AST following the U. S. DOE protocol (0.33 mgPt cm−2) reveals the superior durability of the x = 0.6 catalyst. After 30k-cycles (Fig. 6i), the x = 0.6 catalyst exhibits lower voltage drops than the x = 0.0 control across all operational current densities. Its PPD in H2–air retains 88.4% of its initial PPD (1.07 W cm−2vs. initial 1.21 W cm−2), exceeding the x = 0.0 catalyst retention (1.00 W cm−2vs. initial 1.18 W cm−2). This enhanced stability is corroborated under H2–O2 conditions (Fig.
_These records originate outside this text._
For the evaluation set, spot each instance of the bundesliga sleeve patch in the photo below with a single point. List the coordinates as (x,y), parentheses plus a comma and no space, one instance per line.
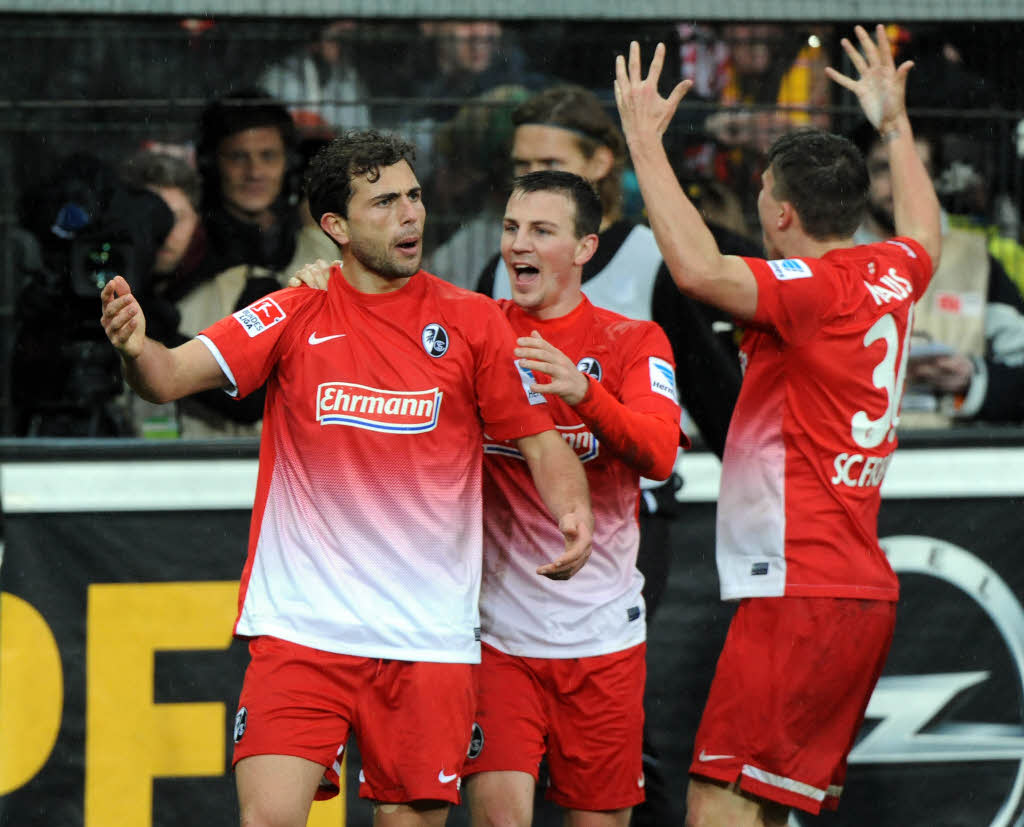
(663,378)
(259,316)
(526,377)
(787,269)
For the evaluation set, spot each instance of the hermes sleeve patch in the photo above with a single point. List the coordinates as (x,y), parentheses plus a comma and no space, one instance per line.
(527,379)
(787,269)
(663,378)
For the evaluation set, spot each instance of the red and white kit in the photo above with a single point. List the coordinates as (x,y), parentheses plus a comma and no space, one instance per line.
(366,533)
(563,667)
(811,438)
(600,609)
(815,424)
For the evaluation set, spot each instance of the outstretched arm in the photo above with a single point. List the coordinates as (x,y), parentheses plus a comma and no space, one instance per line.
(156,373)
(561,482)
(881,91)
(689,250)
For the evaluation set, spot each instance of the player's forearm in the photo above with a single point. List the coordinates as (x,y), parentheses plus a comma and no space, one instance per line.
(163,375)
(558,475)
(915,207)
(646,442)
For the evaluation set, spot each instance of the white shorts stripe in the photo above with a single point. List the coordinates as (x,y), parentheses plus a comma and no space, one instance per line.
(783,783)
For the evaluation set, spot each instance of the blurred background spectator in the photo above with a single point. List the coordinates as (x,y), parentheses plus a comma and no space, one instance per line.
(469,187)
(77,230)
(322,85)
(967,354)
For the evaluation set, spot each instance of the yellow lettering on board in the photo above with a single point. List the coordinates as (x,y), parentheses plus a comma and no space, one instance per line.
(130,739)
(31,692)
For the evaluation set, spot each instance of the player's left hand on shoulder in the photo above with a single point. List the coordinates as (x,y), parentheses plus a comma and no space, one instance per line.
(564,378)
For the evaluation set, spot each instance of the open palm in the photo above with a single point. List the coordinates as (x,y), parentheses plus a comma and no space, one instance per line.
(882,86)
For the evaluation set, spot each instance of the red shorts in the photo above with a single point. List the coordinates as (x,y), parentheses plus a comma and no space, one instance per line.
(412,720)
(586,712)
(790,694)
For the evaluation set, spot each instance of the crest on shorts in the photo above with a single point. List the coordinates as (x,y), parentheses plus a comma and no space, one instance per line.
(240,724)
(434,340)
(475,742)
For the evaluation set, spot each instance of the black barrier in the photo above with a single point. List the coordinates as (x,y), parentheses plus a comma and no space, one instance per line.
(119,679)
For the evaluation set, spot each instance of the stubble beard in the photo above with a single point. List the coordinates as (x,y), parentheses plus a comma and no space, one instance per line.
(380,260)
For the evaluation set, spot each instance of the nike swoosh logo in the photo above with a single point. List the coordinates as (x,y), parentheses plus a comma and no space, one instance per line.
(315,340)
(705,756)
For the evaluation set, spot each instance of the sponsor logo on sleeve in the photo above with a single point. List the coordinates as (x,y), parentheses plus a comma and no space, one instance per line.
(788,269)
(378,409)
(435,340)
(259,316)
(527,379)
(241,719)
(590,366)
(663,378)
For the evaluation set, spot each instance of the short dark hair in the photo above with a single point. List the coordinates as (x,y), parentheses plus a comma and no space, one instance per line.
(824,176)
(153,169)
(356,153)
(579,190)
(246,109)
(578,110)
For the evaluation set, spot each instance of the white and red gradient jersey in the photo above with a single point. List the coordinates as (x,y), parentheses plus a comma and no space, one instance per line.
(815,424)
(366,534)
(631,405)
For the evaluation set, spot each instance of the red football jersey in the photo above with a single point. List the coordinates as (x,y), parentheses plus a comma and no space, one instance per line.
(366,533)
(600,609)
(815,424)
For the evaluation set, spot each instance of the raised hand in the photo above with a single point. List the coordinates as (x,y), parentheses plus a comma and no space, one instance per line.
(641,107)
(122,317)
(537,354)
(882,86)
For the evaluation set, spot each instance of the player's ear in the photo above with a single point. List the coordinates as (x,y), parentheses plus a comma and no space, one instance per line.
(786,215)
(336,226)
(586,248)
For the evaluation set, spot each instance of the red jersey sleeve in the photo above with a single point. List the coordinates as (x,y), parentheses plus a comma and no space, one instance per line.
(248,343)
(795,296)
(918,262)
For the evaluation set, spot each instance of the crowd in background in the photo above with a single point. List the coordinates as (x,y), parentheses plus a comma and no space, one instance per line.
(185,88)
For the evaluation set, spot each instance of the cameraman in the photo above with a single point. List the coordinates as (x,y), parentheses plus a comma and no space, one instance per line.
(251,236)
(77,229)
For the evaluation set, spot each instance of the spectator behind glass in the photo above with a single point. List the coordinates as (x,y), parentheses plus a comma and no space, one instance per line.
(74,229)
(967,354)
(249,161)
(469,58)
(768,79)
(469,185)
(322,85)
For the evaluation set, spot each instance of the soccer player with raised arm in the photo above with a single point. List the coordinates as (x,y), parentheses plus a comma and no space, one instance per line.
(824,357)
(359,592)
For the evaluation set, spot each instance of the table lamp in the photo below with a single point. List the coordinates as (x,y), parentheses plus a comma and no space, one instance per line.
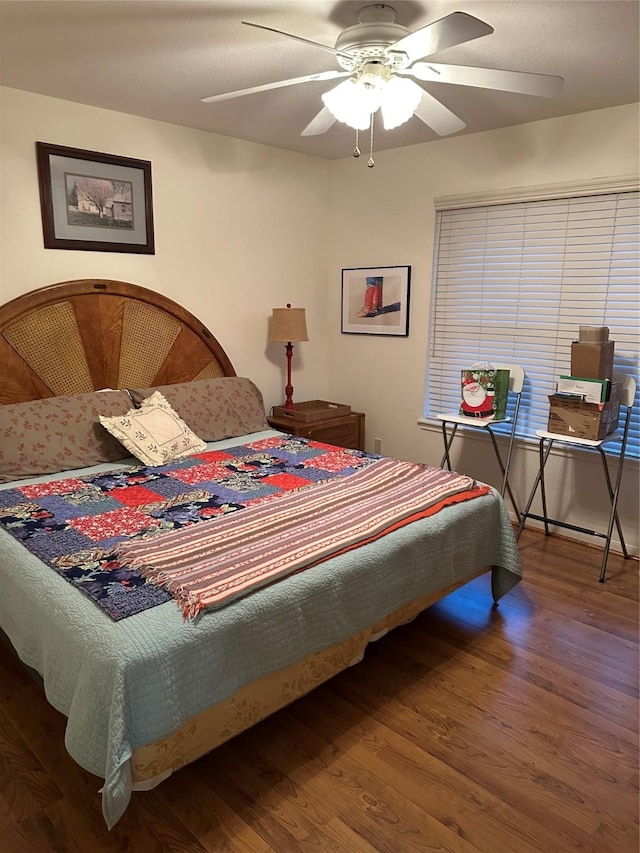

S18), where the x = 0.6 catalyst maintains 87.9% PPD retention (2.71 vs. initial 3.08 W cm−2) versus 87.3% for the control (2.52 vs. 2.92 W cm−2). The MA of the x = 0.6 catalyst at 0.9 V retains 80.7% (0.57 vs. 0.46 A mgpt−1), and the MA of the x = 0.0 catalyst retains 85.7% (0.21 vs. 0.18 A mgpt−1).
Complementary kinetic analysis (Fig. S19) reveals that the x = 0.6 catalyst exhibits the lowest initial Tafel slope (51.67 mV dec−1), confirming enhanced ORR kinetics from the ordered Pt3Co structure. After AST, its Tafel slope increases minimally (+4.08% to 53.78 mV dec−1), outperforming the degradation of control (+5.83% to 61.01 mV dec−1 from 57.65 mV dec−1). Mechanistic insights from ECSA measurements (Fig. S20) show superior structural stability. The x = 0.6 catalyst experiences a 41.8% ECSA loss (72.53 to 42.21 m2 gPt−1) versus the 46.5% for the control (88.54 to 47.34 m2 gPt−1). Direct morphological evidence from TEM (Fig. S21) confirms significantly mitigated particle coarsening in the x = 0.6 catalyst (mean size: 3.58 ± 0.02 to 5.58 ± 0.19 nm, +56% growth) relative to severe Ostwald ripening in the control (3.11 ± 0.03 to 5.97 ± 0.22 nm, +92% growth).
Collectively, these findings establish that LiCl-assisted Pt3Co/C demonstrates exceptional performance in PEMFC operational environments, with performance metrics ranking among the highest reported for Pt-based catalysts (Table S8), positioning this material as a leading candidate for next-generation fuel cell applications.